Un trepador ambicioso
Luego de guiarme por un estrecho laberinto de libros desgarrados y pilas de periódicos amarillentos que me pide por favor no pisar, de mostrarme algunos de los tesoros que aún conserva (entre otros un tratado de teología del siglo XV impreso con tipos de madera e iluminado en oro) y de contarme que está en quiebra y a punto de cerrar para siempre una librería que inició su abuelo y heredó de su padre, más que invitarme me compele a sentarme en un sillón verde que se encuentra incrustado como un nicho entre estantes de libros. Me dice que es mejor que no me mueva de mi sitio porque podría tirar los libros. Confinado en esa especie de agujero veo a Ambrogio encender un hornillo a gas situado detrás de su escritorio y preparar café mientras yo me pregunto cómo ha hecho para burlar la inspección de los bomberos.
Sin consultarme pone tres cucharadas de azúcar en cada uno de los pocillos. Cuando intento incorporarme para tomar mi espresso levanta una mano y me detiene con severidad. Luego me alcanza mi café y va a tomar el suyo en su butaca, detrás del escritorio. Saca de una gaveta un largo habano cuya punta recorta con un pequeño cortaplumas. Mientras bebo ese almíbar amargo dice que hay que tener en cuenta que el Doge dejó la enorme suma de 12.000 ducados para la construcción del monumento… Esboza una sonrisa irónica, enciende su cigarro y suelta una gran nube de humo. Agrega que estamos en Venecia, y que allí el dinero, para bien o para mal, lo explica todo. Es cierto que Longhena fue uno de los arquitectos más importantes del barroco veneciano.

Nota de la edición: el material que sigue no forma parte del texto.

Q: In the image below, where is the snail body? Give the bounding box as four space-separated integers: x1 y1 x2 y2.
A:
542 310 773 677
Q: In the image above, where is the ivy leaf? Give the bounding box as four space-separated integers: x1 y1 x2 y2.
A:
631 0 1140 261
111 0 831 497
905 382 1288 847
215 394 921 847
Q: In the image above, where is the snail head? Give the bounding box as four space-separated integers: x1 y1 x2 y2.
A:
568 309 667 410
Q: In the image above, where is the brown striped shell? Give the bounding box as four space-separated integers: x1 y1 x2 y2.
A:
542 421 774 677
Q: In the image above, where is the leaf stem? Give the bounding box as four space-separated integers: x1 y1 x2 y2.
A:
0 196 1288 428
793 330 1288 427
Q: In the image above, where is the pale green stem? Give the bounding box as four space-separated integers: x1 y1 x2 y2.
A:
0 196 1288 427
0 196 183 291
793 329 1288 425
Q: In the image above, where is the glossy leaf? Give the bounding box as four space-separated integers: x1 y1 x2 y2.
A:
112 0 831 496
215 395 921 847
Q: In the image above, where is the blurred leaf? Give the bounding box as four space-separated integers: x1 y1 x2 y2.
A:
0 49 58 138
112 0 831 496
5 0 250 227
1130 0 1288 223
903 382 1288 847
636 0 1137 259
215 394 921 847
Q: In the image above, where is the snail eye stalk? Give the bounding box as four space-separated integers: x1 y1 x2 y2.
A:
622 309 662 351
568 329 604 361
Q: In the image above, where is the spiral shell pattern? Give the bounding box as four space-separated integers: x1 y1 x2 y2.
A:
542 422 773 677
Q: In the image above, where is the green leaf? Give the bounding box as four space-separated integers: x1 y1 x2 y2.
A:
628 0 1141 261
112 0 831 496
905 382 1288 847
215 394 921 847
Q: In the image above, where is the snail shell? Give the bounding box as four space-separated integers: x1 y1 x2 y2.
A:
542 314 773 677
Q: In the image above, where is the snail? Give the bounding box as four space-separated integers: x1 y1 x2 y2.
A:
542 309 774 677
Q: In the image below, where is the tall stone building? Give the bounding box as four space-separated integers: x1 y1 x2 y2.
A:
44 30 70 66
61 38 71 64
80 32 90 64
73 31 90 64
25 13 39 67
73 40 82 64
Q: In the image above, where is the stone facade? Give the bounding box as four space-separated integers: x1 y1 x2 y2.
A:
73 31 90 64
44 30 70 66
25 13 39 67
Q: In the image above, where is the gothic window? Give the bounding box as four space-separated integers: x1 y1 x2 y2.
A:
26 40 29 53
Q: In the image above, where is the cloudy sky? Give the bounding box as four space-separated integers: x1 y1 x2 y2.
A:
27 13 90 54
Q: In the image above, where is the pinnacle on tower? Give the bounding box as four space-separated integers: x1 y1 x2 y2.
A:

Estuvo muy influido por Jacopo Sansovino y por Andrea Palladio, fue un artífice de la suntuosidad y los efectos dramáticos del claroscuro. De seguro ya he visto su obra maestra, la basílica Santa Maria della Salute. Que Longhena estuviera metido en ese “kitsch” barroco no le parece especialmente raro. A pesar de su fama, Longhena no era un tipo con mayores escrúpulos y a los 70 años solo tenía que poner su firma y embolsarse el dinero. Aunque se le adjudique a él el diseño de ese monumento, Ambrogio cree que lo único que hizo fue aceptar las precisas instrucciones que el Doge dejó asentadas en su testamento. Después de todo, dice sonriendo con sarcasmo, el mal gusto de la obra representa muy bien a Pesaro.
Afirma que el Doge era un trepador muy ambicioso. Provenía de una familia rica y se metió muy temprano en política. A pesar de obtener muchos cargos honorables, su reputación estuvo lejos de ser intachable.
En 1642, cuando comandaba la guarnición de Pontelagoscuro, abandonó su puesto y salió despavorido al acercarse el enemigo. Años después estuvo implicado en un escándalo por malversación de fondos oficiales. También utilizó sus cargos públicos para apropiarse de tierras y acrecentar aún más su fortuna.